The Alumni Association purchased the Castle in 1901. The alumni launched a campaign in 1911 to raise funds to improve the house, including selling stock to alumni. In 1915, the society installed a rear addition designed by architect Fred Wesley Wentworth, a founding member.

In August 2020, the society leased its house at 1 South Main Street to the college as graduate student housing for three years. This was done because its use as an undergraduate residence was no longer financially sustainable. In January 2024, C&G sold its former chapter house to the Dartmouth and also donated $2.5 million of the proceeds to the college.

== Membership ==
Members of C&G nominate and select tappees as a group. Tapping takes place at a time the College coordinates with the other senior societies, usually around Winter Carnival. In the 1950s, the society discontinued its practice of blackballing, instead relying on a system of prospects receiving a 75 percent vote to be tapped. It also experimented with allowing each member to select their own replacement. Following coeducation at Dartmouth in 1972, the class of 1979 delegation voted unanimously to nominate women for membership.

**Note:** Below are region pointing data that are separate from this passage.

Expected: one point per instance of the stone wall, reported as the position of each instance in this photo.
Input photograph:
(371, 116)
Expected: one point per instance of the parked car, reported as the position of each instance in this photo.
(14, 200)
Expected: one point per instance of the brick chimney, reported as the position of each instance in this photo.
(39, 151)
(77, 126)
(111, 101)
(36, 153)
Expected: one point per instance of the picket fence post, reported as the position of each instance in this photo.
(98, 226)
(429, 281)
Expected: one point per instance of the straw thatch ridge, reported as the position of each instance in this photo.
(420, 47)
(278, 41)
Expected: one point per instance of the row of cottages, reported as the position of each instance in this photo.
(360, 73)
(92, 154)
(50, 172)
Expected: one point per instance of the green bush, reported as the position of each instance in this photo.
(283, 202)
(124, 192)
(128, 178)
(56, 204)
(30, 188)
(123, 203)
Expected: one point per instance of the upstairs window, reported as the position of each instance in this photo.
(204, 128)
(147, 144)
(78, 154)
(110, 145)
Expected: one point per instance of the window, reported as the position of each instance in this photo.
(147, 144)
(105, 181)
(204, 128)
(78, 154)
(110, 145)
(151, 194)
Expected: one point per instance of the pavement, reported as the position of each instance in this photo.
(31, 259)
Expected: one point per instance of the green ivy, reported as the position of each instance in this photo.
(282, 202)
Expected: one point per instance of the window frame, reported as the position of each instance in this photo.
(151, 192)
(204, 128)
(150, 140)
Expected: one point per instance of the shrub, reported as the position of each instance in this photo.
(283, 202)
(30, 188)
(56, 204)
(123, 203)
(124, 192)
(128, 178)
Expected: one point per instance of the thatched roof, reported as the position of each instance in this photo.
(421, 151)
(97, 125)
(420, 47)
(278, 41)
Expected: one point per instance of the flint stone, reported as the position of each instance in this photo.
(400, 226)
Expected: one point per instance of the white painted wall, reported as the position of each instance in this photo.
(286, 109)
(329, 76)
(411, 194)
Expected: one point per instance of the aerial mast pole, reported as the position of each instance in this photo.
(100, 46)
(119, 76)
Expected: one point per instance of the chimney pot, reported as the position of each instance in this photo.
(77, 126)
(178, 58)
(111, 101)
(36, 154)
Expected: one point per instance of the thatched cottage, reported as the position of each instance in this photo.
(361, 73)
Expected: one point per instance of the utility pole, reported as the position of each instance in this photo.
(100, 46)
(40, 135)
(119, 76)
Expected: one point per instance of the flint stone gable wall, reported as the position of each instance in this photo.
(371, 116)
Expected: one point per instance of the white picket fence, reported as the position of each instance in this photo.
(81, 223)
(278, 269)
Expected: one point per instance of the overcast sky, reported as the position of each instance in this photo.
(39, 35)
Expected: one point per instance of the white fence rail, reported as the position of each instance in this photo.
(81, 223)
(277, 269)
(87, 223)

Members are selected based on achievement, character, and service to Dartmouth.

C&G is co-ed. The first six women members of C&G joined the class of 1980 delegation.

While C&G's membership is not secret, some elements of the society are kept secret, as one might expect from a sorority or fraternity. Society meetings, held — like all Dartmouth senior societies — on Monday nights, are closed; the initiation ceremony and other details are also kept secret.